HeartBeam has received US Food and Drug Administration (FDA) 510(k) clearance for its synthesized 12-lead electrocardiogram (ECG) software.
This decision follows a successful appeal of an earlier Not Substantially Equivalent (NSE) determination. The clearance marks a significant milestone for the company, allowing it to proceed with its strategy to commercialize a portable device designed for arrhythmia assessment outside clinical settings.

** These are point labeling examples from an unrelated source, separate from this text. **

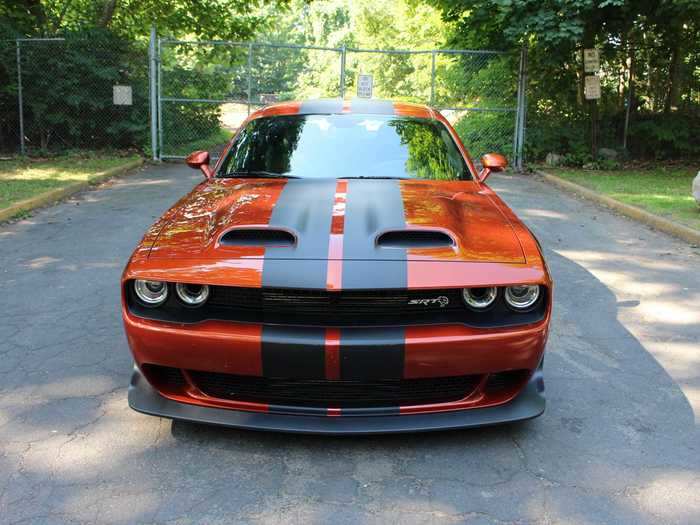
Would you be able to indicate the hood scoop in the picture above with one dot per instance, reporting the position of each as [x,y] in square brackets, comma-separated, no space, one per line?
[267,237]
[415,239]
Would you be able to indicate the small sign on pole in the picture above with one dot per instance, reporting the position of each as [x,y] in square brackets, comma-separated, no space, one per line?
[364,86]
[591,61]
[121,95]
[591,88]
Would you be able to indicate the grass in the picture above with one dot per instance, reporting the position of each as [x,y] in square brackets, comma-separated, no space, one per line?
[22,178]
[663,191]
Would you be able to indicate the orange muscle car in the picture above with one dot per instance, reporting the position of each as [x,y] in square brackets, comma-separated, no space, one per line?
[343,268]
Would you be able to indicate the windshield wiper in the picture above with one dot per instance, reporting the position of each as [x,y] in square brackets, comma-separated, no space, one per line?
[258,174]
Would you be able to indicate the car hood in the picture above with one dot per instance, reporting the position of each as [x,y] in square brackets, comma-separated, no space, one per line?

Following the news, the California-based company’s stock shot up by 93.75% at market close on 10 December, compared to the market close on the previous day.
Technology Enables Clinical-Grade Insights at Home
The core of HeartBeam’s innovation is a patented method that captures the heart’s electrical signals in three dimensions using a cable-free device. This data is then synthesized into a visual 12-lead ECG representation, similar to those produced by standard diagnostic machines in medical facilities.
Unlike consumer single-lead or 6-lead devices, this approach aims to provide a more comprehensive view, enabling patients to capture readings during symptomatic moments at home, as per the company. The synthesized ECG is subsequently reviewed by a board-certified cardiologist on-demand.
The FDA clearance specifies that the system is for recording, storing, and transferring ECG data for manual physician interpretation. It is cleared only for assessing normal sinus rhythm and a specific set of non-life-threatening arrhythmias. The company explicitly notes the software is not intended to replace a standard 12-lead ECG or for the assessment of life-threatening conditions like myocardial infarction.
With regulatory approval secured, HeartBeam outlined several key initiatives. The company plans a limited US commercial launch in the first quarter of 2026, initially targeting concierge and preventive cardiology groups. This phased approach is intended to validate real-world performance. Future efforts will focus on pursuing a heart attack detection indication, advancing an extended-wear patch version of the technology, and leveraging longitudinal patient data to develop AI-based screening algorithms.
Company CEO Robert Eno described the FDA clearance as a “defining moment” and the true start of HeartBeam’s mission to revolutionize cardiac care. He emphasized the importance of the FDA’s collaborative review process.
Dr. Robert A. Harrington, a cardiologist and scientific advisor to HeartBeam, highlighted the clinical need the device addresses, noting that cardiac symptoms often occur unpredictably outside a doctor’s office. The ability to capture meaningful data immediately, he stated, can lead to clearer diagnoses and more timely interventions.